I remember once reading a list of wise counsel by six year old children and surprisingly it was very insightful. The one I remember most was by a little girl who said, “Never let anyone brush your hair if they’re angry.” Now that I’m older and wiser, I’ll add additional counsel; “Don’t visit a hair salon if it’s really busy.”
As I awaited the stylist’s first move, she opened her beauty brief case and began to pull out dull and overused hair tools like my daughter used to do when she played pretend hairdresser. I didn’t recognize some of her accouterments; it’s just as well. Her first faux pax was placing the large bib like fabric across my chest and around my neck. Presumably it’s meant to deflect falling follicles. Never mind the neck width was more appropriate for chihuahua, she snapped it into place and proceeded to be oblivious that my face was turning a vibrant shade of purple. Kudos to her however, she is only the second woman in my life (besides my lovely wife) that has made my eyes bug out of my head. I prefer my wife’s way of doing that better.
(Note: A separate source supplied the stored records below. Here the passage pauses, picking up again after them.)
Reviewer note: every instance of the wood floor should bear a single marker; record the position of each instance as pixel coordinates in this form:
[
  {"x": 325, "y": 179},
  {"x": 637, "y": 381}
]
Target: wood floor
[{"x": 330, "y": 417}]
One of my pet peeves in life is when someone asks me my preference and then proceeds to do exactly what they wanted anyway. She picked up her round hair brush and began to brush my head like she was starting a primitive campfire to earn her Girl Scout honor. She rubbed my head raw. I quickly yelled, “Ow, Ow” to which she said, “What’s wrong, is your head too tender?”
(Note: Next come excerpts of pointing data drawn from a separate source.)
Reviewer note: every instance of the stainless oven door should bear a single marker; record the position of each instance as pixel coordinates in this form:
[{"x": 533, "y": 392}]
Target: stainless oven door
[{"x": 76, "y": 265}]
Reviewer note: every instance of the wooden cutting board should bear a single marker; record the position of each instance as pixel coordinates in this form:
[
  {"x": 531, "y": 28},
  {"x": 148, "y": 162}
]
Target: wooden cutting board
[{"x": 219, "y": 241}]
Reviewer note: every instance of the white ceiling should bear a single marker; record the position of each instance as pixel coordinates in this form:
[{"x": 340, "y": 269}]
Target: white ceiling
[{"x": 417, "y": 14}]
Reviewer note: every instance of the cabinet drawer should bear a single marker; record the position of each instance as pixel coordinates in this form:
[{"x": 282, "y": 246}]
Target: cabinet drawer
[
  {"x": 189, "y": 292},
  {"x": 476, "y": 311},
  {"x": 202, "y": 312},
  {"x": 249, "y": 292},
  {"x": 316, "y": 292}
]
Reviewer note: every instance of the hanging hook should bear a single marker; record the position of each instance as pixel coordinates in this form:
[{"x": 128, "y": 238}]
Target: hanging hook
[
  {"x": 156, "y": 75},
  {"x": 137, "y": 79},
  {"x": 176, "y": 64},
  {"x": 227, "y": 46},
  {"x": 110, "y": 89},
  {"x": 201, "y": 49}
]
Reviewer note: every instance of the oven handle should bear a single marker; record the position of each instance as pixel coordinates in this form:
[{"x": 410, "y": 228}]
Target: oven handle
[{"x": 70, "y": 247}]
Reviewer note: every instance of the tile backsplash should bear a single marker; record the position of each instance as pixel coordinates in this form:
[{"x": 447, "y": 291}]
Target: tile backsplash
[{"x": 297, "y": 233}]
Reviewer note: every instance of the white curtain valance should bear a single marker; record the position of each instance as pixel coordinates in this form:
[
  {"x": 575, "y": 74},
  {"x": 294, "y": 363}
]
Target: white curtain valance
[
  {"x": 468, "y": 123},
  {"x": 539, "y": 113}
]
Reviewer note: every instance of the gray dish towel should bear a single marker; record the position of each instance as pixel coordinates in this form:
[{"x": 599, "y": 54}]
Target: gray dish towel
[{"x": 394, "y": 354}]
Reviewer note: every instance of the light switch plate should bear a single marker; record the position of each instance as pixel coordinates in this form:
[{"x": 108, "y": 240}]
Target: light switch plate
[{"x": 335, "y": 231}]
I said, “No, your brush feels like a garden rake.” Defensively she said, “This brush doesn’t hurt, the metal tines have little plastic ends over it.” I said, “Let me see the brush!” To which she handed it over to me for inspection. She quickly realized her error. Of the thousand tips that should have been on the brush, 990 had been worn off. With all the sincerity of a kindergartner, she offered a hasty “I’m sorry”, then found a newer brush and continued her quick task.
My head burned for a few hours after her sad attempt to wrangle my hair. I must be one of only a handful of Americans to know what it feels like to comb your hair with a porcupine.
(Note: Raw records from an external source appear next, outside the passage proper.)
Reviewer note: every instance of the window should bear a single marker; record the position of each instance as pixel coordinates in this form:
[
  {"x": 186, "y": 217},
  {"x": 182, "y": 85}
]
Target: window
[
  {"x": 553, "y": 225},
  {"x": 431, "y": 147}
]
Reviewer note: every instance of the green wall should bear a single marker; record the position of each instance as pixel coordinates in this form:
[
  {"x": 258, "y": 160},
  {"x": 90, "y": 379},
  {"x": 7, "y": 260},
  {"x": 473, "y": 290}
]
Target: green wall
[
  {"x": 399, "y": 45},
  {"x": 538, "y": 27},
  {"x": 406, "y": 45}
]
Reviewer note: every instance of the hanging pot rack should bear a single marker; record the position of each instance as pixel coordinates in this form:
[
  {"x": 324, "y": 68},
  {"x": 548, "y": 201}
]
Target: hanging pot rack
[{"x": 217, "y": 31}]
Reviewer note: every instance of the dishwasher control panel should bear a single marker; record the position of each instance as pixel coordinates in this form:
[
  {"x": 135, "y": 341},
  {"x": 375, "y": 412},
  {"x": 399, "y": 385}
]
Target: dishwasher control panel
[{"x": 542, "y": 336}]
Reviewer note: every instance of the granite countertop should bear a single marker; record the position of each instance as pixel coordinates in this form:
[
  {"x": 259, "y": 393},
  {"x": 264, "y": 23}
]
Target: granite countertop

Later as I thought about my experience, I thought some people are like that hair stylist. Instead of a weapon of ‘mousse destruction’ they carelessly and cluelessly use their mouth instead of a brush to do the marring. As a Christian I am always expected to forgive and move one, but what about the individual who consistently and carelessly is oblivious to the pain they inflict? If the hair stylist had just inspected her implement prior to me arriving, my head would not have felt like it was rototilled.
The fallout (forgive the pun) is, I may never want to go back or have a relationship with that person again. Word to the wise, check your tongue and your hair brush before you leave for work in the morning. I can take the occasional teasing a little easier on both counts.